The label has since gone on to release albums by Butcher Boy, Saturday Looks Good To Me, Antarctica Takes It!, Cats on Fire and Pocketbooks.

In June 2010, the first HDIF Podcast was recorded. Featuring songs played at the most recent club night, it featured the club's trademark mixture of indiepop and soul.

In December 2010, HDIF was part of the line up for Bowlie 2, the music festival curated by Belle & Sebastian.

In July 2011, the anthropologist Wendy Fonarow cited HDIF in her Indie Professor column in The Guardian. Discussing the differences between American and British indie music, she commented: "Indie is the diminutive of independent and often has names that are self-conscious, small and innocent: Sarah, Heavenly, Postcard, Fierce Panda, Mute or How Does it Feel to Be Loved?"

From 2011 onwards, HDIF has been part of the line up for the End of the Road Festival, playing two sets: one in the afternoon for children at the Forest Disco, and a late night one for adults.

Elizabeth Morris of Allo Darlin' stated in an interview in the 2011 End of the Road Festival programme that the band's initial ambition was to have one of their songs played at HDIF. She later revealed: "This club inspired a lot of our songs, including 'Dreaming' and 'Polaroid Song'."

After a break of three years, the HDIF label was revived in 2013, with the release of the debut album by Haiku Salut, titled Tricolore. The label released Haiku Salut's second album, "Etch and Etch Deep", in 2015. The label changed its name to Secret Name in 2019, and released two more albums by Haiku Salut - "The General" in 2019 and "The Hill, The Light, The Ghost" in 2021.

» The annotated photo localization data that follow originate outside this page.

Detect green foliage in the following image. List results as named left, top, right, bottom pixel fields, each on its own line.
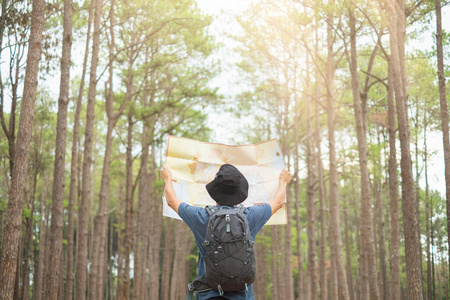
left=0, top=197, right=7, bottom=213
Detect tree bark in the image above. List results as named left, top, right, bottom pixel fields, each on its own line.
left=271, top=227, right=279, bottom=299
left=348, top=7, right=380, bottom=300
left=435, top=0, right=450, bottom=280
left=431, top=217, right=436, bottom=300
left=343, top=198, right=354, bottom=300
left=89, top=0, right=122, bottom=295
left=385, top=0, right=423, bottom=298
left=21, top=153, right=40, bottom=300
left=304, top=54, right=317, bottom=300
left=0, top=0, right=45, bottom=297
left=89, top=121, right=113, bottom=300
left=162, top=219, right=174, bottom=300
left=281, top=95, right=294, bottom=300
left=169, top=221, right=184, bottom=300
left=424, top=109, right=432, bottom=300
left=21, top=194, right=35, bottom=300
left=44, top=0, right=73, bottom=297
left=375, top=180, right=389, bottom=300
left=329, top=221, right=338, bottom=300
left=65, top=1, right=94, bottom=299
left=34, top=186, right=50, bottom=300
left=121, top=114, right=134, bottom=300
left=115, top=184, right=124, bottom=300
left=133, top=129, right=150, bottom=300
left=293, top=110, right=304, bottom=300
left=315, top=98, right=327, bottom=300
left=148, top=182, right=163, bottom=300
left=387, top=57, right=401, bottom=300
left=254, top=228, right=268, bottom=300
left=74, top=0, right=102, bottom=296
left=326, top=4, right=350, bottom=299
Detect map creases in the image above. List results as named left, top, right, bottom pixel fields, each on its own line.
left=163, top=136, right=287, bottom=225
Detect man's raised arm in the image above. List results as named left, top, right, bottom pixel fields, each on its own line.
left=161, top=165, right=183, bottom=214
left=268, top=168, right=292, bottom=215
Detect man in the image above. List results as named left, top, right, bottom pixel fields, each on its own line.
left=161, top=163, right=292, bottom=300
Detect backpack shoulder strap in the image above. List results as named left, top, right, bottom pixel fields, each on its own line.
left=237, top=204, right=246, bottom=214
left=205, top=205, right=217, bottom=216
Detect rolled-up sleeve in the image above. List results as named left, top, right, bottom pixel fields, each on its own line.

In 2014, HDIF published a collection of haiku by Haiku Salut. The book was called "Japanese Poems Steal Brains" and was illustrated by Katrine Brosnan. In 2025, HDIF became an imprint of Secret Name Books, ahead of the publication of Watson's debut novel, "The Tunnels", on February 26th, 2026. The novel was reviewed in the Financial Times who said: "The Tunnels embodies a very English sense of absurdity, putting Lewis Carroll, Monty Python and Douglas Adams in a blender with a generous helping of pop-culture references and fantasy motifs.”